Purchase Agreement


This Domain Name Sale and Ownership Transfer Agreement (“Agreement”) is entered into between Daytona Domain (“Seller”), and (“Purchaser”), effective on the date of payment. This agreement sets forth all terms and conditions under which Seller agrees to sell and transfer to Purchaser all ownership rights in and to the domain name (“Domain Name”) including any and all trademark rights and attendant goodwill associated therewith.

Seller and the Purchaser hereby agree as follows:

Purchase Price. In consideration for payment of the purchase price, the sufficiency of which is hereby acknowledged (“Purchase Price”), paid by Purchaser to Seller, Seller hereby assigns, sells, transfers and conveys to Purchaser all of Seller’s right, title, and interest in and to the Domain Name. Payment will be made in US dollars.

Seller’s Representations. Seller represents and warrants that it is the lawful and exclusive registrant of the Domain Name and no other party has any right to registration of the Domain Name or has otherwise made any claim to the Domain Name. Seller further represents and warrants that it has the exclusive authority to enter into this transaction and transfer the Domain Name, free of the claims of any third parties.

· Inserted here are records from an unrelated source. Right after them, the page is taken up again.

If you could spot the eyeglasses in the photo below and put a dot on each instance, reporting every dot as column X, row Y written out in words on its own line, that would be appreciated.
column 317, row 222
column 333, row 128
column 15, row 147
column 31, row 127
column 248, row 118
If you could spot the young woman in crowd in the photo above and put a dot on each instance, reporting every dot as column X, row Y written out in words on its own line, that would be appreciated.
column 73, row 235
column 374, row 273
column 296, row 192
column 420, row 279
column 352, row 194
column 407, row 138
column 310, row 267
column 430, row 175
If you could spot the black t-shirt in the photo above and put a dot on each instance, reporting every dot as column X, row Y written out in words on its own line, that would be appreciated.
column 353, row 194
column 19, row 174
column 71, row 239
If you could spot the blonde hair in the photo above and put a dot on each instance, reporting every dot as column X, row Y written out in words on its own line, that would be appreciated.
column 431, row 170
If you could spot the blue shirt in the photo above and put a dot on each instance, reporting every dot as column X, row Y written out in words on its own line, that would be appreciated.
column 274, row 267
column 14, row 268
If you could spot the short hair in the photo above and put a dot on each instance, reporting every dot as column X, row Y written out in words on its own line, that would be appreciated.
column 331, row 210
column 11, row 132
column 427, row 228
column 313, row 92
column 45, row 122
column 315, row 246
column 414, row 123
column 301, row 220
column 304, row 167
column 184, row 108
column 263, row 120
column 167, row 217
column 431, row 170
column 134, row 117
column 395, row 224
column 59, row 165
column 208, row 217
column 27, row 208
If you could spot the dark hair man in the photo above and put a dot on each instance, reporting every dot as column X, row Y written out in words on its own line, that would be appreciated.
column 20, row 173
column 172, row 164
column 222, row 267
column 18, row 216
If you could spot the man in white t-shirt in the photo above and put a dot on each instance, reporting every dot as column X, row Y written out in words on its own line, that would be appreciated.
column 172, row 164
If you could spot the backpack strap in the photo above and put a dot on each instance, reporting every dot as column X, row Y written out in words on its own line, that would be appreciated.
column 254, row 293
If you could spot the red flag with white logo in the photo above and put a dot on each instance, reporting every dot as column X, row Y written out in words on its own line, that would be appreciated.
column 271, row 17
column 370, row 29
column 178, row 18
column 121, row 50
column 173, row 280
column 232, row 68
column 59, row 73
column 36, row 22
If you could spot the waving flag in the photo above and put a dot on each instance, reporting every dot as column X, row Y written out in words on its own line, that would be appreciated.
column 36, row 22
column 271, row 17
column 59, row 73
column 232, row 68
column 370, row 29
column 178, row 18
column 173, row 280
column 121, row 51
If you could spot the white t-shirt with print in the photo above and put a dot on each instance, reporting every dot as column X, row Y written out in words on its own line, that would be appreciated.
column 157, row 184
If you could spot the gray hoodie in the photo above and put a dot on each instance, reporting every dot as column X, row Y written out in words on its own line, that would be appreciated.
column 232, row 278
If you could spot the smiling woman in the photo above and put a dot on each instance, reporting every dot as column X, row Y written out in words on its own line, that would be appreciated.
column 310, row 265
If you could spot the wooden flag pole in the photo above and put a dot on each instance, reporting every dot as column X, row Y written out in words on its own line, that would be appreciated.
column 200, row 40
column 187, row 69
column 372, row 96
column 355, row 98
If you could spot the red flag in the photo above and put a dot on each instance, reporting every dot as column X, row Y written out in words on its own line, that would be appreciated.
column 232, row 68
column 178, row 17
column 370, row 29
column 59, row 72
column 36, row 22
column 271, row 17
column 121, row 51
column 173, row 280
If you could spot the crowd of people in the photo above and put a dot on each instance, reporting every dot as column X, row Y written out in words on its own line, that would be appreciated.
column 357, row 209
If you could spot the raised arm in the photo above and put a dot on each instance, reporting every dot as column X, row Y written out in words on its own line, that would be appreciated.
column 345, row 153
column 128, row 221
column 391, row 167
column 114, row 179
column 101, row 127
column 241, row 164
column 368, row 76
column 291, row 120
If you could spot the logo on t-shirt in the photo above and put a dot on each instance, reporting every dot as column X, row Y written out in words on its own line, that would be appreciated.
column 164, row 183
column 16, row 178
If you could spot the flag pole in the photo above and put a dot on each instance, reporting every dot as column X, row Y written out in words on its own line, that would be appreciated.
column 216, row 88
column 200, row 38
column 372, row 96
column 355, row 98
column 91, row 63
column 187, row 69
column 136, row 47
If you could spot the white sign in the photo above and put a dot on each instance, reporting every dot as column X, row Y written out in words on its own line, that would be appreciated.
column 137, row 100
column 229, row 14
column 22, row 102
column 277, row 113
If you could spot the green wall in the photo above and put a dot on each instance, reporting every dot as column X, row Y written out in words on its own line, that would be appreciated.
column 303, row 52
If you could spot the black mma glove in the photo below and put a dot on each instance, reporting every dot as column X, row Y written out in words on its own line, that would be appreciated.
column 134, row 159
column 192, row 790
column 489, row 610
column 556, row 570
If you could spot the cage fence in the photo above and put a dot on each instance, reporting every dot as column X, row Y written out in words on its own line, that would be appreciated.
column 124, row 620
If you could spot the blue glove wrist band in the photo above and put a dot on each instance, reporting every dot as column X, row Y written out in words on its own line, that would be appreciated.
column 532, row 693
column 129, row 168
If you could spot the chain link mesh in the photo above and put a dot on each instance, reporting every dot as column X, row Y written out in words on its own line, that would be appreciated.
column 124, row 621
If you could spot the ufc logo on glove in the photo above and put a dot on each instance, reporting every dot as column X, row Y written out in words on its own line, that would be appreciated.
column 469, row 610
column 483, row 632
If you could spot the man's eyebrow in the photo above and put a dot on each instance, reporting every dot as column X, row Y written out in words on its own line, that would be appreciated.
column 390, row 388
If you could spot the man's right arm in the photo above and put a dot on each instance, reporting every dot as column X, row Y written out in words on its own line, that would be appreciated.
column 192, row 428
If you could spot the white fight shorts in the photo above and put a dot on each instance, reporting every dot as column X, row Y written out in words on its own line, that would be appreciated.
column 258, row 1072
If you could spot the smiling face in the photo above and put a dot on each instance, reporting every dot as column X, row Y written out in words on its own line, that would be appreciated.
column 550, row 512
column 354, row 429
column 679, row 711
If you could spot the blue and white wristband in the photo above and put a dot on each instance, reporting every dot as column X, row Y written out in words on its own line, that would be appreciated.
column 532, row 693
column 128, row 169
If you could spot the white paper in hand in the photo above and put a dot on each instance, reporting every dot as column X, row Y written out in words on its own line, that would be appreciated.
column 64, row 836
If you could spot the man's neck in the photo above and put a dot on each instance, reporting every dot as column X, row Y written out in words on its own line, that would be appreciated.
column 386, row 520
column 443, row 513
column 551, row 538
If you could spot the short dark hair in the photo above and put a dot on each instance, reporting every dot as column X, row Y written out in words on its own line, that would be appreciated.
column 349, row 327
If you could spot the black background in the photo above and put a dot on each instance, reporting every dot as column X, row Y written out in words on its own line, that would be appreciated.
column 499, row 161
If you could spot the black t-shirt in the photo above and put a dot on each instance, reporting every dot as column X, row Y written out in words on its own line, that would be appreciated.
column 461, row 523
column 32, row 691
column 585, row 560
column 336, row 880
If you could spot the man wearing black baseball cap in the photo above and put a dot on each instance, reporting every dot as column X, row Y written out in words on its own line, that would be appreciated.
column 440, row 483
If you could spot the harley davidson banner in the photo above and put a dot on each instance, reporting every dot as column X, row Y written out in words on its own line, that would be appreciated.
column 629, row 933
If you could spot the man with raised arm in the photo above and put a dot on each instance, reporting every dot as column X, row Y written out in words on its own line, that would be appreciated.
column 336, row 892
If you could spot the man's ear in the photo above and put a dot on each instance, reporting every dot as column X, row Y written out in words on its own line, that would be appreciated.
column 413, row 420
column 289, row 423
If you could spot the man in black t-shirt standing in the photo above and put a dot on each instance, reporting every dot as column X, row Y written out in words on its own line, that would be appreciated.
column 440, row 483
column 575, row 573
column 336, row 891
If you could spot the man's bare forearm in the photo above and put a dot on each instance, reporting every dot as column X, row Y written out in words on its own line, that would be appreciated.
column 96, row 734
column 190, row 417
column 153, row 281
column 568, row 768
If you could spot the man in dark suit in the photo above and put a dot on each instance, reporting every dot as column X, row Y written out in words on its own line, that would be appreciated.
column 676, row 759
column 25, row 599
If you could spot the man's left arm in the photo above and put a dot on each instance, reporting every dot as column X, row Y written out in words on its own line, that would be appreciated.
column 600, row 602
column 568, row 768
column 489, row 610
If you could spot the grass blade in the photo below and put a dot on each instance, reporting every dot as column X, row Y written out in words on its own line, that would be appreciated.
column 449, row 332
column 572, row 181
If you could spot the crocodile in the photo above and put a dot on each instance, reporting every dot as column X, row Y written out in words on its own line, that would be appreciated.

Transfer of the Domain Name. The Domain Name is registered with Google Domains, an ICANN accredited Registrar. Upon confirmation of receipt of Purchase Price, Seller shall send Purchaser the Transfer Code within 2 days of receiving payment. This enables Purchaser to transfer the Domain Name to a different Registrar, to take full control of the Domain Name. Seller shall contact Purchaser at the email address provided with the Purchaser’s PayPal account.

Further Assurances. Seller shall take all necessary actions, including providing all necessary documentation to Purchaser in order to transfer Domain Name to Purchaser.

Governing Law. This Agreement is made under and shall be governed by and interpreted in accordance with the laws of the State of Florida, County of Volusia, without regard to that state’s choice of law principles, which may direct the application of the laws of another jurisdiction.

Indemnity. The Purchaser agrees to indemnify and hold harmless the Seller, its officers and directors, employees and its affiliates and their respective successors and assigns and each other person, if any, who controls any thereof, against any loss, liability, claim, damage and expense whatsoever (including, but not limited to, any and all expenses whatsoever reasonably incurred in investigating, preparing or defending against any litigation commenced or threatened or any claim whatsoever) arising out of or based upon any false representation or warranty or breach or failure to comply with any covenant or agreement made herein or in any other document furnished in connection with this transaction.

Entire Agreement. This Agreement constitutes and contains the entire agreement between the parties with respect to the subject matter herein and supersedes any prior oral or written agreements. This Agreement cannot be changed, modified, amended, or supplemented, except in writing signed by all parties hereto.